Edinburgh University Justice for Palestine Society: Thursday 12th March
Following a successful event in Durham we headed to Edinburgh for the Scottish leg of the tour, although by this time the news of the spread of COVID-19 was growing more serious in the media and the rest of the tour dates were looking suddenly very uncertain.
Edinburgh University Justice for Palestine Society (EUJSP) hosted Laila along with Edinburgh Action for Palestine and the Muslim Women’s Association of Edinburgh at the Muslim Welfare House, Dar Al-Arqam Mosque on Lauriston Place. Scottish solidarity for Palestine is clearly alive and vibrant with a wonderful network of collaborative activism running across student and local organisations. Thanks to the coordinating efforts of the EUSJP the event was very well attended and a huge amount of love was expressed towards Laila.
Laila was also relieved to have time to pray in the mosque and take a well earned time out from the busy schedule. This was Laila’s first time in Scotland and she was fascinated to learn about Tartan weaving and the rich cultural history of Scottish craftwork.

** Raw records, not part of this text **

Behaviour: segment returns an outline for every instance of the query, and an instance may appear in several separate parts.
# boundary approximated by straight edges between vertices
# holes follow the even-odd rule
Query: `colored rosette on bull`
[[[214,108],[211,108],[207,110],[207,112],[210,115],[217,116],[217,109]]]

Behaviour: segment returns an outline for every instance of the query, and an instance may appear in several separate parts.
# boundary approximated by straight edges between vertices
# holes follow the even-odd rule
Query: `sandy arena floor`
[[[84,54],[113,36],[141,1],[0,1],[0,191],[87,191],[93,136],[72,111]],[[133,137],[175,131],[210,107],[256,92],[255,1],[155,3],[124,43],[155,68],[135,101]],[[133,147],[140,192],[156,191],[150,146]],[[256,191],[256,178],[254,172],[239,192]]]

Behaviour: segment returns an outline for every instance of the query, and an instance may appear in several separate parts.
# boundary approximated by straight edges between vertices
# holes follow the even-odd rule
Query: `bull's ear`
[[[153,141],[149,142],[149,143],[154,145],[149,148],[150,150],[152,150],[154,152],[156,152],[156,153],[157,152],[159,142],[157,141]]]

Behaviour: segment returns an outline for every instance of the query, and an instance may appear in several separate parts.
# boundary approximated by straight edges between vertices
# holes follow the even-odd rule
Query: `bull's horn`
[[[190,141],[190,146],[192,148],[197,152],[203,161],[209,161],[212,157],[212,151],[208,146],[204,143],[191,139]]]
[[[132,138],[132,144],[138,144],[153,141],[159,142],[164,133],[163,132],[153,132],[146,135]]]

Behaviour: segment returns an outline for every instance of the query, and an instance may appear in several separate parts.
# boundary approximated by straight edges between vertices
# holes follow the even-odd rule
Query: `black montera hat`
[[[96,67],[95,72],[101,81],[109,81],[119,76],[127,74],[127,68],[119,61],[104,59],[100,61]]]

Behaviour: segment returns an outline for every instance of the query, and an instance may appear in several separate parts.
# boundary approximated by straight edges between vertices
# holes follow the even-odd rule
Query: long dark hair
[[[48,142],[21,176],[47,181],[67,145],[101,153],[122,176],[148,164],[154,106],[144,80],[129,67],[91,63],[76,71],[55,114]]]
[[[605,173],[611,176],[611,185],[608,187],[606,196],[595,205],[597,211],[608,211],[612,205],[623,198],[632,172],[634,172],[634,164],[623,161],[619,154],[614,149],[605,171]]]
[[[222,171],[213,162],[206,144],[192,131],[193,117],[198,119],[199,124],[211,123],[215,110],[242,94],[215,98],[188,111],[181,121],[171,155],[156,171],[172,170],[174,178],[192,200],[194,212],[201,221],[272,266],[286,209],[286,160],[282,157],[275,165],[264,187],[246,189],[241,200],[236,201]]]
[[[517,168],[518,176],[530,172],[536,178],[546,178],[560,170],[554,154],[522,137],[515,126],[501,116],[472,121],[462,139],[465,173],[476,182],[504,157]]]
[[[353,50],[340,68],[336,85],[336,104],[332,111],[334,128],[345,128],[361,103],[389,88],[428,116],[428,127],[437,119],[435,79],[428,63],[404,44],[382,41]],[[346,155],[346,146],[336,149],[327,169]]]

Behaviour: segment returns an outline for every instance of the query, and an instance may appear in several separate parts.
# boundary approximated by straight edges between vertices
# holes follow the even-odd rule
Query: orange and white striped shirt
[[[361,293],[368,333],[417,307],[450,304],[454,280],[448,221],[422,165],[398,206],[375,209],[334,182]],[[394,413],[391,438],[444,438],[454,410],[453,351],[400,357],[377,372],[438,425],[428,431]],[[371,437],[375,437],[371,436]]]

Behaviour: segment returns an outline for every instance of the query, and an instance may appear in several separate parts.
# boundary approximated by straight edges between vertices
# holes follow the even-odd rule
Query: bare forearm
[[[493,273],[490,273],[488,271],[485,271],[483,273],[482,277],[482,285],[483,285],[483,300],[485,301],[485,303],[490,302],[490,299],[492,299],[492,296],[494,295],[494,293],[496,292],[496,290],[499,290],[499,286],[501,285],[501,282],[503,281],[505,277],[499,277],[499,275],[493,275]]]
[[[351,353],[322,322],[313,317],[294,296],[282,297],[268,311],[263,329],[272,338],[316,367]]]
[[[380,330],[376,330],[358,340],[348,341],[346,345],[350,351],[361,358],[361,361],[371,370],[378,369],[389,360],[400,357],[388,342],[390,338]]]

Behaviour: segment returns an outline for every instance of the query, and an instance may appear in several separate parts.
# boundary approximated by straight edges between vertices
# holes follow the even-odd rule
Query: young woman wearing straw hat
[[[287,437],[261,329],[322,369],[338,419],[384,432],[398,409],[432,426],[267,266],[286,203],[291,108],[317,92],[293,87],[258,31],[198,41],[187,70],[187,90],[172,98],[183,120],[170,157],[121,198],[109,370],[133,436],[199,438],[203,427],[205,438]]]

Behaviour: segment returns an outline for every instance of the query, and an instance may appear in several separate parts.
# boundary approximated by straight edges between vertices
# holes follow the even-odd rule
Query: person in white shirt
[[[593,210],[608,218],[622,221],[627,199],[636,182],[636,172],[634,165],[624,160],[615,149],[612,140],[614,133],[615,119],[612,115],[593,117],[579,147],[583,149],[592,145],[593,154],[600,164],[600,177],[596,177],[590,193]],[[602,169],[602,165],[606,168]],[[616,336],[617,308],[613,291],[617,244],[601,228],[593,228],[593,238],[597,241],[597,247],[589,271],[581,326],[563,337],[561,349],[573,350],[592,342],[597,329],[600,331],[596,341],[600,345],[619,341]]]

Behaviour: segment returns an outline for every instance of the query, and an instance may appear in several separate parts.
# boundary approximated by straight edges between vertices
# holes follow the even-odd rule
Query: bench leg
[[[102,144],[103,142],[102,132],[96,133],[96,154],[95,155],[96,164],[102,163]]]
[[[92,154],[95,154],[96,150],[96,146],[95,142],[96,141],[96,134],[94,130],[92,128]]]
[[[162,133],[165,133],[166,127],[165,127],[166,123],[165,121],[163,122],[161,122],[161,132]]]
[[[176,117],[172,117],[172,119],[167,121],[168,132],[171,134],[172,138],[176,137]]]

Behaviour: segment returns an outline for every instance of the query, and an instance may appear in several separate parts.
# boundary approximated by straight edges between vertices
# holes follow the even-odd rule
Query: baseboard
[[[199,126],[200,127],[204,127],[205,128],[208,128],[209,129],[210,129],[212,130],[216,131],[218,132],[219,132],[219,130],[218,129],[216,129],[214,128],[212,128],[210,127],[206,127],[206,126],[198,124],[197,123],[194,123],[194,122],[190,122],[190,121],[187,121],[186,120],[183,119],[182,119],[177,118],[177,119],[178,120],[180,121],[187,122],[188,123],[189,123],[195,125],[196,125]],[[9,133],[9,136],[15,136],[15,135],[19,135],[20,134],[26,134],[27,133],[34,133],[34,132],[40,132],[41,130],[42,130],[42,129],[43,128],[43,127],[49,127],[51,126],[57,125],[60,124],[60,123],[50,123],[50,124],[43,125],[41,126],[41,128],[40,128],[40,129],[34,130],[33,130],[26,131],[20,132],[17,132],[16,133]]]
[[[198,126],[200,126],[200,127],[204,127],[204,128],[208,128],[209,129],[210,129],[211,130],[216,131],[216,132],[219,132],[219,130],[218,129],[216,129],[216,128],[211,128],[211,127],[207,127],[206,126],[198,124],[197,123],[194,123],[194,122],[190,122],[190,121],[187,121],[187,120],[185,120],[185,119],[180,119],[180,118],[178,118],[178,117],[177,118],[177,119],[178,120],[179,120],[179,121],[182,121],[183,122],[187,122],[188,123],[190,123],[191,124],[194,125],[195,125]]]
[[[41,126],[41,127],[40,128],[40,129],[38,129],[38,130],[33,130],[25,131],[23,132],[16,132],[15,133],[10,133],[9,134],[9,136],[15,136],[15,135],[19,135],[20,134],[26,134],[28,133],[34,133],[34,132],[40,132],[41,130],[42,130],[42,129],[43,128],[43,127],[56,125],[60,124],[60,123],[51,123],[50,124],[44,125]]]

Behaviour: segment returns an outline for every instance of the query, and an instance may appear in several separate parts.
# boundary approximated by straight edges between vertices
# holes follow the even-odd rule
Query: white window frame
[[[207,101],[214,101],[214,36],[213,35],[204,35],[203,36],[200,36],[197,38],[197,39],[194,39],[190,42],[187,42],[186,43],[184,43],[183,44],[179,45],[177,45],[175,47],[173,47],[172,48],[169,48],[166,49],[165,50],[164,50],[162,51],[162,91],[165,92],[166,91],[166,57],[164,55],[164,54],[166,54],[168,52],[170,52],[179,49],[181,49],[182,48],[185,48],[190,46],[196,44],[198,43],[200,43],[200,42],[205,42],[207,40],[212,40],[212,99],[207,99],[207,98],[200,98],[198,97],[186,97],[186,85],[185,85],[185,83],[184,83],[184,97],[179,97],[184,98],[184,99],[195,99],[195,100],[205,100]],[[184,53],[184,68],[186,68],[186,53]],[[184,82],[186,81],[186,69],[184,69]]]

Friday she took a walk up towards Edinburgh Castle, taking in the crisp cool air, bag pipes filling the streets with music and witnessing the serene views across the city. Laila was quick to confirm, “If I lived in the UK this city is where I would live”.
Glasgow University Friends of Palestine Society: Friday 13th March
The second leg of the Scottish tour took Laila to Glasgow but by this time it was clear COVID-19 must be taken seriously and all forthcoming events on the tour had to be cancelled. Joined alongside Hala and Ahmed for the third time that week, Laila spoke as passionately as ever expressing the injustice of having to endure decades of occupation and urged the audience to support her fellow women’s work through Women in Hebron.

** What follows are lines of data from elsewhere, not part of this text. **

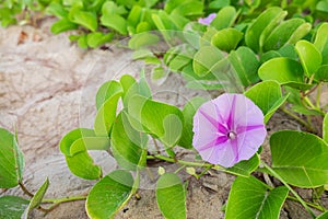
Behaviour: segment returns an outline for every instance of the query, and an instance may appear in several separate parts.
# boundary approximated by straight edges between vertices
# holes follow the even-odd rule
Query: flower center
[[[235,134],[234,131],[229,131],[227,134],[227,138],[231,140],[234,140],[237,137],[237,134]]]

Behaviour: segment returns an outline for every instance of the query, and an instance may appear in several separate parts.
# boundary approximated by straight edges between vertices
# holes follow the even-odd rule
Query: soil
[[[95,94],[102,83],[118,79],[124,73],[139,77],[142,62],[131,61],[131,51],[112,46],[110,49],[80,49],[68,39],[69,33],[52,35],[51,19],[40,26],[10,26],[0,28],[0,126],[19,131],[19,142],[25,153],[24,183],[35,192],[46,177],[50,181],[46,198],[87,194],[95,181],[81,180],[69,171],[65,157],[58,149],[61,137],[77,127],[92,128],[95,115]],[[178,74],[152,83],[155,99],[177,106],[206,92],[190,91]],[[268,124],[269,135],[280,129],[298,129],[295,122],[277,113]],[[91,152],[104,174],[117,169],[107,152]],[[183,151],[180,151],[183,154]],[[184,153],[184,159],[192,159]],[[270,162],[268,140],[261,158]],[[142,177],[139,195],[133,197],[116,218],[163,218],[155,204],[152,189],[157,177],[157,166],[166,171],[176,168],[160,163],[150,169],[152,174]],[[153,176],[152,176],[153,175]],[[224,218],[221,210],[226,203],[234,176],[210,171],[200,180],[180,172],[188,181],[188,219]],[[1,192],[1,191],[0,191]],[[308,191],[298,191],[308,198]],[[19,188],[1,192],[1,195],[22,195]],[[25,197],[25,196],[24,196]],[[31,218],[87,218],[84,201],[62,204],[48,215],[34,210]],[[298,205],[286,201],[280,218],[311,218]]]

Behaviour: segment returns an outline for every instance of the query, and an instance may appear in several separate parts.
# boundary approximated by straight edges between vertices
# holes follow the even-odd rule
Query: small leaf
[[[323,138],[328,145],[328,113],[326,113],[323,122]]]
[[[273,113],[286,101],[286,96],[282,96],[281,88],[276,81],[263,81],[245,92],[263,113],[265,123],[267,123]]]
[[[214,26],[218,31],[231,27],[237,19],[237,15],[238,13],[234,7],[224,7],[218,12],[215,19],[211,22],[211,26]]]
[[[254,171],[256,171],[256,169],[259,165],[259,155],[255,153],[255,155],[253,155],[249,160],[241,161],[234,166],[225,169],[224,171],[234,175],[248,177]]]
[[[108,137],[113,123],[116,118],[116,108],[121,92],[117,92],[108,97],[98,110],[94,120],[94,132],[98,137]]]
[[[19,219],[22,218],[28,200],[16,196],[0,197],[0,218]]]
[[[281,23],[272,31],[272,33],[266,39],[263,45],[263,50],[266,51],[278,50],[279,48],[283,47],[285,44],[290,43],[290,38],[293,36],[294,32],[296,32],[297,28],[304,23],[305,21],[303,19],[290,19]],[[303,36],[307,34],[306,32],[302,32],[302,33],[303,35],[300,34],[297,35],[298,39],[301,39]],[[295,35],[293,36],[293,41],[295,41]]]
[[[37,208],[39,204],[43,201],[43,198],[49,187],[49,180],[46,178],[46,181],[43,183],[43,185],[37,189],[37,192],[34,194],[33,198],[30,201],[27,214],[31,212],[34,208]]]
[[[136,34],[129,41],[129,48],[131,49],[141,49],[148,48],[157,44],[160,42],[160,37],[155,34],[144,32],[140,34]]]
[[[301,64],[307,77],[314,74],[321,65],[323,57],[320,51],[309,42],[300,41],[295,45]]]
[[[226,219],[277,219],[289,189],[279,186],[273,189],[254,176],[238,176],[234,181],[225,210]]]
[[[101,85],[96,94],[96,107],[97,110],[112,96],[117,93],[121,93],[122,88],[119,82],[110,80]]]
[[[52,34],[59,34],[69,30],[75,30],[78,28],[78,24],[69,21],[68,19],[61,19],[56,21],[52,25],[51,25],[51,33]]]
[[[144,134],[131,127],[125,112],[118,114],[112,131],[112,151],[120,166],[127,170],[137,170],[147,141],[148,138]]]
[[[303,82],[304,73],[301,64],[285,57],[273,58],[265,62],[258,69],[258,74],[263,81],[274,80],[282,85],[302,90],[307,90],[312,87]]]
[[[238,47],[229,55],[233,68],[236,70],[244,87],[248,87],[259,81],[257,70],[260,66],[256,55],[248,47]]]
[[[315,79],[318,81],[328,82],[328,65],[323,65],[315,73]]]
[[[254,51],[259,51],[267,36],[276,25],[284,19],[285,11],[281,8],[272,7],[262,12],[245,33],[245,42]]]
[[[192,68],[196,74],[207,76],[218,61],[222,60],[223,54],[213,46],[203,46],[195,54]]]
[[[127,35],[127,21],[118,14],[103,14],[101,22],[104,26],[110,27],[121,35]]]
[[[273,170],[289,184],[313,188],[328,183],[328,145],[317,136],[294,130],[270,138]]]
[[[231,51],[235,49],[243,38],[243,33],[236,28],[223,28],[219,31],[211,39],[211,44],[221,50]]]
[[[0,128],[0,188],[11,188],[22,181],[24,155],[16,137]]]
[[[186,192],[181,180],[174,173],[165,173],[157,181],[156,200],[162,215],[167,218],[185,219]]]
[[[198,107],[203,104],[206,102],[204,99],[202,97],[194,97],[191,99],[184,107],[183,110],[183,114],[184,114],[184,120],[185,120],[185,125],[184,125],[184,129],[183,129],[183,135],[181,138],[178,142],[179,146],[190,149],[192,148],[192,136],[194,136],[194,131],[192,131],[192,127],[194,127],[194,115],[196,113],[196,111],[198,110]]]
[[[95,14],[86,11],[74,11],[72,14],[72,22],[80,24],[92,32],[95,32],[98,26]]]
[[[90,218],[114,218],[131,197],[132,175],[116,170],[97,182],[86,198],[86,214]]]
[[[156,136],[166,147],[175,146],[181,137],[184,116],[176,106],[134,95],[129,101],[128,112],[142,124],[143,131]]]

The next morning Laila headed back to London but unfortunately the rest of the dates at the University of Sussex, University of Bristol, King’s College London and the London Day of Action for Palestine had to be cancelled. This was extremely disheartening for Laila as her onward trip to the Palestine Festival in the US had also been cancelled, meaning she had no way of her selling her items for the 150 Women of Hebron who were relying on her. We are pleased to announce Laila has finally made it home after a gruelling quarantine period in Jordan.